Explaining CFS to Family Members

[Xhale19991]

Does anyone know of a website or short pdf file that goes over ME/CFS in a way that will help family members and friends better understand what this disease is like?

Im so incredibly stressed out from dealing with my friends and family trying to explain what I am going through. They mean well, but its tough always having to deal with their "expert opinions" on what will help me recover. They are constantly pushing me to get up and go out, exercise, engage socially, and I just cannot do it. Then what typically procedes is a big fight about how important mental toughness is to beating any disease and how I need to "FIGHT!" if I want to get better. It's absolutely exhausting. Would be awesome if there was something out there I can show that will help them better understand this illness. Losing my mind over here.

 

[taniaaust1]

I suggest to get them to go and read the Canadian Consensus Document overview http://sacfs.asn.au/download/consensus_overview_me_cfs.pdf . It also has a chart in which clearly shows our our bodies respond differently to exercise then "normals" which is all referenced by studies as well. (this overview also comes in booklet form if you contact a ME/CFS society you may be able to get it in this way too.. great for leaving with a dr). I know the Sth Australian society used to sell this overview book for a gold coin donation (I assume they still have this).

 

[lauluce]

I also have this problem Xhale, and it's one of the worst parts of the disease for me, really. Precisely, today I got really angry and frustrated because my wife couldn;t understand that I was uncapable to clean the house and move some furniture without doing pauses to rest... he doesn't want to hear about my disease, not because she doesn't care about me, but because she can't resist the pain that would cause her to acknowledge that I'm suffering so much. But I really would like that she understood my reality... that would make my life so much easier, I would be very happy

 

[daisybell]

I so hear you. My family don't get it at all.

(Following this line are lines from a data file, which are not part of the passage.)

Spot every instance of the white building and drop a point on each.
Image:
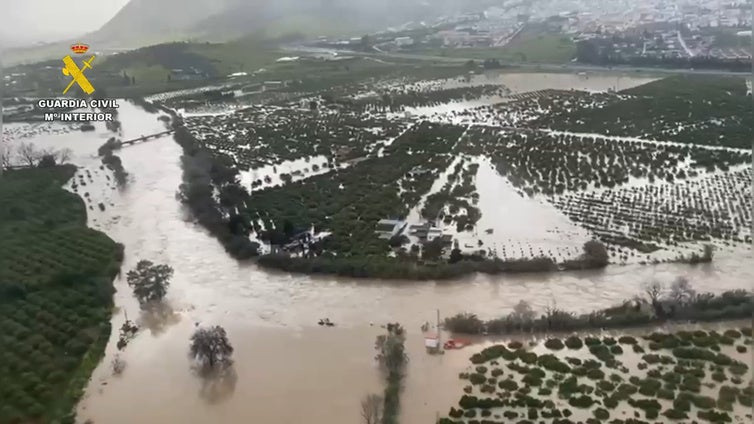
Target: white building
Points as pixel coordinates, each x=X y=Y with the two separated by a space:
x=404 y=41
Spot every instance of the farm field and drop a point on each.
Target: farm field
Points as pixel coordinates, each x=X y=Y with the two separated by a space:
x=55 y=295
x=668 y=377
x=335 y=161
x=687 y=109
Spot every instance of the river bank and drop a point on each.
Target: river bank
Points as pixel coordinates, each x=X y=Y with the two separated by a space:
x=271 y=316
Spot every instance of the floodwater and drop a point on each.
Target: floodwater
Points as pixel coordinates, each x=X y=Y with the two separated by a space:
x=288 y=369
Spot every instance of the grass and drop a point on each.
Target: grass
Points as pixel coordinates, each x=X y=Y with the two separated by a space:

Peggy-Sue suggested this article
http://www.butyoudontlooksick.com/wpress/articles/written-by-christine/the-spoon-theory/
This is a great analogy for the energy conservation/management we need to do....

I also like the short video clip of Dr Charles Shepherd explaining it - I think that is on the uk ME association website, but I haven't managed to get my family to actually watch or read anything (my partner aside).

There is so much misinformation out there that we start from a long way behind zero in trying to achieve positive information.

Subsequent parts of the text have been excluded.